800 mine workers face layoff over uncertain license renewal
Credit to Author: Leander C. Domingo, TMT| Date: Tue, 11 Feb 2020 17:19:15 +0000
KASIBU, Nueva Vizcaya: Australian OceanaGold mining company is set to lay off more than 800 employees by the end of the month after eight months of waiting for the renewal of its financial and technical assistance agreement (FTAA).
Melissa Bowerman, Brisbane-based OceanaGold corporate communications manager, said most of the 1,500 employees they maintain would be out of job if the Didipio Mine in this upland town fails to get its FTAA renewed by the end of this month.
OceanaGold’s Didipio Gold and Copper Project’s 25-year FTAA, which was the company’s mining license with the Philippine government, has not been renewed since its expiration on June 20, 2019.
“The company will not have the same number of employees by March if we cannot get the FTAA renewed,” Bowerman said, adding some 700 contractors will also be affected.
An FTAA is a license issued to a multinational company that shares technology and resources to explore and extract minerals in the Philippines. It is granted to foreign-owned corporations seeking to operate in the country.
Since the company voluntarily suspended its operation, Bowerman said the Didipio Mine had stopped production.
In a report released by OceanaGold, the company said for 2019 the Didipio Mine only produced 83,913 ounces of gold and 10,255 tons of copper from January to October 2919 when processing was suspended.

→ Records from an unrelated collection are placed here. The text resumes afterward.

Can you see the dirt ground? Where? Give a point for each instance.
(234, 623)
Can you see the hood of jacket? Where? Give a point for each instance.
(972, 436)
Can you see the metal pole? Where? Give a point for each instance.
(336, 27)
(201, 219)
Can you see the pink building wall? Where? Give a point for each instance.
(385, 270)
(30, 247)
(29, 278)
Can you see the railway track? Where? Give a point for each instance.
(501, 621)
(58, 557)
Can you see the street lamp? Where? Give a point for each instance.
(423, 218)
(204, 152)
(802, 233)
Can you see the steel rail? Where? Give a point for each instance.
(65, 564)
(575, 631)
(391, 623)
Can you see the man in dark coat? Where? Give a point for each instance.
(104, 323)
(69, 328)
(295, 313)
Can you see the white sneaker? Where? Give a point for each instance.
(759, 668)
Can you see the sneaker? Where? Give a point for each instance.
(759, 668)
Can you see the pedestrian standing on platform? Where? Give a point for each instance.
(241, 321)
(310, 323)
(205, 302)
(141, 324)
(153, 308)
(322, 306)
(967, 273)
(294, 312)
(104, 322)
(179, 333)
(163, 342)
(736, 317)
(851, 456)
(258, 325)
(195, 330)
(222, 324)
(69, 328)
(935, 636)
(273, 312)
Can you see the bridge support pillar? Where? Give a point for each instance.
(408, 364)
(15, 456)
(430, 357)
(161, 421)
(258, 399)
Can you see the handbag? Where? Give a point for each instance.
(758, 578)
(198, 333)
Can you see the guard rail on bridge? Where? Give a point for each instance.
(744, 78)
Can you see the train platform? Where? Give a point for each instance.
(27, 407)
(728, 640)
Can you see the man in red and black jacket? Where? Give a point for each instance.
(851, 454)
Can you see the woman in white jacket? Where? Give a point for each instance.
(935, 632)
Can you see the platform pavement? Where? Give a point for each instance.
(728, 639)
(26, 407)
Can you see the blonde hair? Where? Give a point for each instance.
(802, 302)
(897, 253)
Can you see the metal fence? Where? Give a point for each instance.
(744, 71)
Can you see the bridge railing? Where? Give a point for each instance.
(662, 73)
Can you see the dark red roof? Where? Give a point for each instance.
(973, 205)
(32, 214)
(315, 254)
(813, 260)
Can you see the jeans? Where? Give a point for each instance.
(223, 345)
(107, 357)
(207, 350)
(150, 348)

Mick Wilkes, OceanaGold corporation president and chief executive officer, however, said the company continues to work constructively with regulatory stakeholders related to the renewal of Didipio’s FTAA.
The firm’s license is currently under review with the Office of the President (OP) with no specific timeline on when a decision will be made.
“Last year was challenging for us particularly in the [Didipio Mine]. We continue to have positive engagement with the national government and we continue to see very strong support from our local communities,” Wilkes said.